9L’Assemblée appelle par conséquent l’Union européenne à poursuivre de manière active, dans ses négociations actuelles et futures des accords internationaux d’investissement, y compris du Partenariat transatlantique de commerce et d’investissement (PTCI), la création d’un SJI qui remplacera progressivement les mécanismes classiques de RDIE. Elle se félicite de l’intégration du SJI dans l’Accord économique et commercial global (AECG) récemment signé avec le Canada. Le futur SJI devra être conforme aux droits de l’homme et à l’Etat de droit, et en particulier:
9.1suivre une procédure équitable et transparente, conforme à l’article 6 de la Convention européenne des droits de l’homme. Il importe notamment que la procédure garantisse que les deux parties au litige, ainsi que tout tiers qui y a un intérêt légitime, soient entendus, que les conclusions des parties et les décisions de cette juridiction soient rendues publiques et que les juges soient impartiaux et indépendants;
9.2appliquer l’accord international d’investissement qui fait l’objet du litige de manière à éviter toute ingérence excessive dans le droit des Etats à réglementer. Il importe que les Etats demeurent libres de réglementer l’activité économique en vue de protéger l’environnement, la santé publique et la sécurité, des droits de l’homme tels que les libertés d’association, d’expression et d’information, ainsi que le droit au respect de la vie privée, sans discrimination entre les entreprises nationales ou étrangères;
9.3tenir dûment compte des obligations nées pour les Etats de la Convention, notamment de la jurisprudence établie par la Cour européenne des droits de l’homme sur la distinction entre la privation de propriété et le fait de réglementer l’usage des biens (article 1 du Protocole no 1 à la Convention);
9.4interpréter les éléments caractéristiques des accords internationaux d’investissement, comme «le traitement juste et équitable», les clauses de «stabilisation» et la protection des «attentes légitimes», de manière à ne pas compromettre le droit de réglementer reconnu à l’Etat; l’interprétation de ces clauses devrait encourager les éventuels investisseurs et les Etats qui négocient des accords d’investissement à recourir à des instruments conformes à la diligence requise en la matière, comme les évaluations d’impact sur l’environnement et les droits de l’homme.

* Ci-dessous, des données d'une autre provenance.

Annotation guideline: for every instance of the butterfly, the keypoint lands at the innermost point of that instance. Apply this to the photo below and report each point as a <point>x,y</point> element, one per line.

10L’Assemblée appelle les Etats membres du Conseil de l’Europe:
10.1à prendre une part active à la création d’un SJI et veiller à ce que les considérations susmentionnées en matière de droits de l’homme et d’Etat de droit soient pleinement prises en compte et à ce que les décisions de justice définitives du SJI soient rapidement et pleinement mises en œuvre à l’échelon national;
10.2à améliorer, si besoin est, l’efficacité et l’impartialité réelle et perçue de leurs juridictions nationales, de manière à inciter les investisseurs étrangers à y recourir plus fréquemment;
10.3à veiller à ce que dans les affaires soumises aux mécanismes existants de RDIE les notifications d’arbitrage, les conclusions, les décisions et les règlements amiables soient systématiquement publics et disponibles sur un registre en ligne;
10.4à définir des critères rigoureux de domiciliation des investisseurs étrangers pour déterminer leur qualité à utiliser les voies de recours de RDIE/SJI, afin de prévenir toute quête du traité le plus favorable;
10.5à passer en revue l’ensemble des clauses de RDIE des accords internationaux d’investissement qu’ils ont conclus, évaluer leur adéquation et les mettre en conformité avec les bonnes pratiques prévues pour le futur SJI.